A white elephant is very rare and their skin is normally a soft reddish-brown, turning into a light pink when wet. They have fair eyelashes and toenails. According to tradition, white elephants are nominally white and regarded as symbols of power and good fortune in Myanmar. The battle for the elephant’s survival is vital for the future of the species in Myanmar.

Logging elephants
Myanmar has been using elephants on a large scale in the timber industry, an activity that is a crucial part of the country’s economy. Logging is mostly carried out with the help of elephants in the country. The use of elephants allows a policy of selective logging, to extract valuable timber that can be fulfilled using elephant labour. The main work of the elephants is to drag felled timber from the lumbering area to roads or rivers from where it can be transported out of the jungle. Logging work is exceptionally hard, but strict regulations are designed to maintain the health of the elephants. There are many elephant experts who can conduct the elephant management, veterinary care and mahout skills. Myanmar used to possess approximately some 10,000 elephants in former times. The current population is estimated to be around 2000, according to experts. Elephants are being killed recklessly for their ivory, and their skins have been stripped from their bodies.
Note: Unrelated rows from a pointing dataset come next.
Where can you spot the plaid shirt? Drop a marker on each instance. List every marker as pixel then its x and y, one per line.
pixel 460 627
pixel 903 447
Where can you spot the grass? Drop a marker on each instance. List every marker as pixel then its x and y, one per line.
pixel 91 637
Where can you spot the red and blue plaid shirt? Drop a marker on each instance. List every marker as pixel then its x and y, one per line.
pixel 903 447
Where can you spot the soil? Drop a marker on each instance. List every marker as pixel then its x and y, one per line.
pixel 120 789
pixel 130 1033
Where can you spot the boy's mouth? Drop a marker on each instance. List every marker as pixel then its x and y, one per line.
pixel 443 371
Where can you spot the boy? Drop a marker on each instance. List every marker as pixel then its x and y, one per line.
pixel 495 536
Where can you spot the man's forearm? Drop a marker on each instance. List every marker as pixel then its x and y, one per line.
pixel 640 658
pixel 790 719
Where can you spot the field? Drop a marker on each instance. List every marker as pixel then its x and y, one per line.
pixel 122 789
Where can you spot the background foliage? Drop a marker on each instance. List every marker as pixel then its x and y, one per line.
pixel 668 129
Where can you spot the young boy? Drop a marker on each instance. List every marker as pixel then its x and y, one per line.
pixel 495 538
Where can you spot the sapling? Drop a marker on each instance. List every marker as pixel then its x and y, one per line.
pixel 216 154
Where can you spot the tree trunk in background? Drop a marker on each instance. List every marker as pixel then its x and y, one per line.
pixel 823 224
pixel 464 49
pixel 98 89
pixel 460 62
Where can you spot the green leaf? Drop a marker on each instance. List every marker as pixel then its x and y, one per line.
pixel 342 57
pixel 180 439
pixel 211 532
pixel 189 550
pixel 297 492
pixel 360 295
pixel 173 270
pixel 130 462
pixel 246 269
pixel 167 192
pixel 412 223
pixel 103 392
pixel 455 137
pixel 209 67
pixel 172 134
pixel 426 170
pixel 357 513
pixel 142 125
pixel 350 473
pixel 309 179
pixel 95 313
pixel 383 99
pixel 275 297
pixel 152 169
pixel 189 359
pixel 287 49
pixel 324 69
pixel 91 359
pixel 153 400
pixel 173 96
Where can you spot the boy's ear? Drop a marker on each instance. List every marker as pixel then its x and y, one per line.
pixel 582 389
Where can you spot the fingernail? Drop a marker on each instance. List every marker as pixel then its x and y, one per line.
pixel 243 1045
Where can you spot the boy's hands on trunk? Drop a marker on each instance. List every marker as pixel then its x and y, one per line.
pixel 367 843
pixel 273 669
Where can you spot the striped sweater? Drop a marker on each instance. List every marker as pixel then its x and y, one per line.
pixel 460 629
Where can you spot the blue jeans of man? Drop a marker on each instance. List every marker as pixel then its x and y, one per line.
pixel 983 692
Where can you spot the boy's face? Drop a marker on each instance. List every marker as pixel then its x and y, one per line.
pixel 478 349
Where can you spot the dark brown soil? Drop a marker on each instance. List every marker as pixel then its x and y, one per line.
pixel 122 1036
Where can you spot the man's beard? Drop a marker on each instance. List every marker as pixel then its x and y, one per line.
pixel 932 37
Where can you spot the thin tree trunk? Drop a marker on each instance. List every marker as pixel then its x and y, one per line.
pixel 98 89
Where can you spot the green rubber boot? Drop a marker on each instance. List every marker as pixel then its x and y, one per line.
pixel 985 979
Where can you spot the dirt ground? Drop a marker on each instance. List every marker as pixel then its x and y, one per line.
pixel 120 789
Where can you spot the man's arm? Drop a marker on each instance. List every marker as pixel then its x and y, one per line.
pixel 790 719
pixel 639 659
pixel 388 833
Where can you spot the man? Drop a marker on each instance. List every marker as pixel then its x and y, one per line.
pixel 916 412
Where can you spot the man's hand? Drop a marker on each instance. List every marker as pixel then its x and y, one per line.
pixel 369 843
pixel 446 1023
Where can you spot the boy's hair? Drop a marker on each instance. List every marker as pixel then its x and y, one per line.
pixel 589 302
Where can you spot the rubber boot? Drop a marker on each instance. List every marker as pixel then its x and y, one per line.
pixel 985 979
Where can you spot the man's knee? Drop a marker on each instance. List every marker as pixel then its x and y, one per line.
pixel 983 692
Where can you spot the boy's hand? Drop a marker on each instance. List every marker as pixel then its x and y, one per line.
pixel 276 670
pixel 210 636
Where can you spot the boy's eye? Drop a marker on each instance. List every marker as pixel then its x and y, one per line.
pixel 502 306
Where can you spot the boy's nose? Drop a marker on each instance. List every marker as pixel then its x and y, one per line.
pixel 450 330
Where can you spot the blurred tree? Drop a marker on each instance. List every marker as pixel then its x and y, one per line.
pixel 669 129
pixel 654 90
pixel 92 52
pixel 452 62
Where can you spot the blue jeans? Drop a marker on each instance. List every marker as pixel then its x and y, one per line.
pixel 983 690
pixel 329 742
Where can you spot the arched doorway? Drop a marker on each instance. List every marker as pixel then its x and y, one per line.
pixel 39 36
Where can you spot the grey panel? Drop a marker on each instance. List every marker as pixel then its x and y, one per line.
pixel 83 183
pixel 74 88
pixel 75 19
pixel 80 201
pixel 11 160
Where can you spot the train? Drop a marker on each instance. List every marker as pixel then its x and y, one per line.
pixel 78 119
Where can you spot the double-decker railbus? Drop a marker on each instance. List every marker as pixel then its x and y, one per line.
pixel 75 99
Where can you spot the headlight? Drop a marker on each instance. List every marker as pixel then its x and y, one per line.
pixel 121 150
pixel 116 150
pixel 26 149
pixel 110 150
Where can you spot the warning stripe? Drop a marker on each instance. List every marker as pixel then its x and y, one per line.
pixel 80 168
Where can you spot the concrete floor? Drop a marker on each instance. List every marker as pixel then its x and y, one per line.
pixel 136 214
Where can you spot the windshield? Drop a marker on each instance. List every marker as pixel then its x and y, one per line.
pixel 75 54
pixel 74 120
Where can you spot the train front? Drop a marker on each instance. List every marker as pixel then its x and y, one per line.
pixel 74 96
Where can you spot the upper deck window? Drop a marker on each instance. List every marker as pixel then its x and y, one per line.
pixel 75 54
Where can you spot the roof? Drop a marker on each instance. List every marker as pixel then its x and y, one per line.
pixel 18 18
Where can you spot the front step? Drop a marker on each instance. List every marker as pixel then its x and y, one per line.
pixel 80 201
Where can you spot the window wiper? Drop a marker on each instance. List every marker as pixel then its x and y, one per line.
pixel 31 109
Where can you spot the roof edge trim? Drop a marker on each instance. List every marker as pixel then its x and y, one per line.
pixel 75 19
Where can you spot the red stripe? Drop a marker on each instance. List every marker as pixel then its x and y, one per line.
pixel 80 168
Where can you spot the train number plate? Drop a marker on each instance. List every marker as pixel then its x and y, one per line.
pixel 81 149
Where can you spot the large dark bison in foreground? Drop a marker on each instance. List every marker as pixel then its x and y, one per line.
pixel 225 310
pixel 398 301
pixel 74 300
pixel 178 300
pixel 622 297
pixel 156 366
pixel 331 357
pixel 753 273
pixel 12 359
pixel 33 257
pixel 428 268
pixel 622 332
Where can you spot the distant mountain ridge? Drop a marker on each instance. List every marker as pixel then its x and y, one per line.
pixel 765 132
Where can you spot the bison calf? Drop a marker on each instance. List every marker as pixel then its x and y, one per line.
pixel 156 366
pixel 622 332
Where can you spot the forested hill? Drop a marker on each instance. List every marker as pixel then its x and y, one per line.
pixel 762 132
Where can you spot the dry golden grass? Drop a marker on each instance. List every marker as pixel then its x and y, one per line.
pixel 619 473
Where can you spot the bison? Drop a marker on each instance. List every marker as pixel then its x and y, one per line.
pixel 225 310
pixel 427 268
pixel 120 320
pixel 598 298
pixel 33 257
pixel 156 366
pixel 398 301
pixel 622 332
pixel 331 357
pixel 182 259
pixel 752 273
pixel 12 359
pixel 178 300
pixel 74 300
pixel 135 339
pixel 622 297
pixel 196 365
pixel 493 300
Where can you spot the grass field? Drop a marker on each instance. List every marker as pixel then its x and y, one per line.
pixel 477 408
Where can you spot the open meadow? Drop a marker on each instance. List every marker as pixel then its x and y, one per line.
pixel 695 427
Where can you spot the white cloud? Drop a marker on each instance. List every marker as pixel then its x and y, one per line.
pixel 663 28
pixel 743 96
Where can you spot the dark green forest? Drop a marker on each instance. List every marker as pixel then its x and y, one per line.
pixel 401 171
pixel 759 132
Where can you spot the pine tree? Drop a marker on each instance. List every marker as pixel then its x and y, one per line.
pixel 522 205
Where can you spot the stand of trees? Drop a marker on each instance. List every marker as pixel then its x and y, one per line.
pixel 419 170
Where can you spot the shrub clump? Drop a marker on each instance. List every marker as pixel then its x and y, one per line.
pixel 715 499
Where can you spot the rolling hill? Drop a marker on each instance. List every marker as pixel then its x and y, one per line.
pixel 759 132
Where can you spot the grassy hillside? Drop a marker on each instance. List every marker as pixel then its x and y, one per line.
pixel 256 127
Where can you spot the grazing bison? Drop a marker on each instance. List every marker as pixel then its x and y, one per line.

According to a statement from the Department of Forestry, 35 wild elephants were poached in 2015, 26 in 2016, and 59 in 2017. The Myanmar Elephant Conservation Action Plan (MECAP) has been laid out to focus on elephant conservation strategies in the long run, with the aim of securing viable and ecologically functional elephant populations in Myanmar.
The ministry has launched an action plan, aiming to support the long-term survival of Myanmar’s elephants, in collaboration with Wildlife Conservation Society (WCS), World Wide Fund (WWF) for Nature and Friends of Wildlife, governmental departments, agencies, international and local organizations. Moreover, the action plan is focused on the protection of the country’s wild elephants and their habitat, mitigation of human and elephant conflict, combating illegal trade in elephants and their body parts, and management of captive elephants and captive-wild elephant interactions.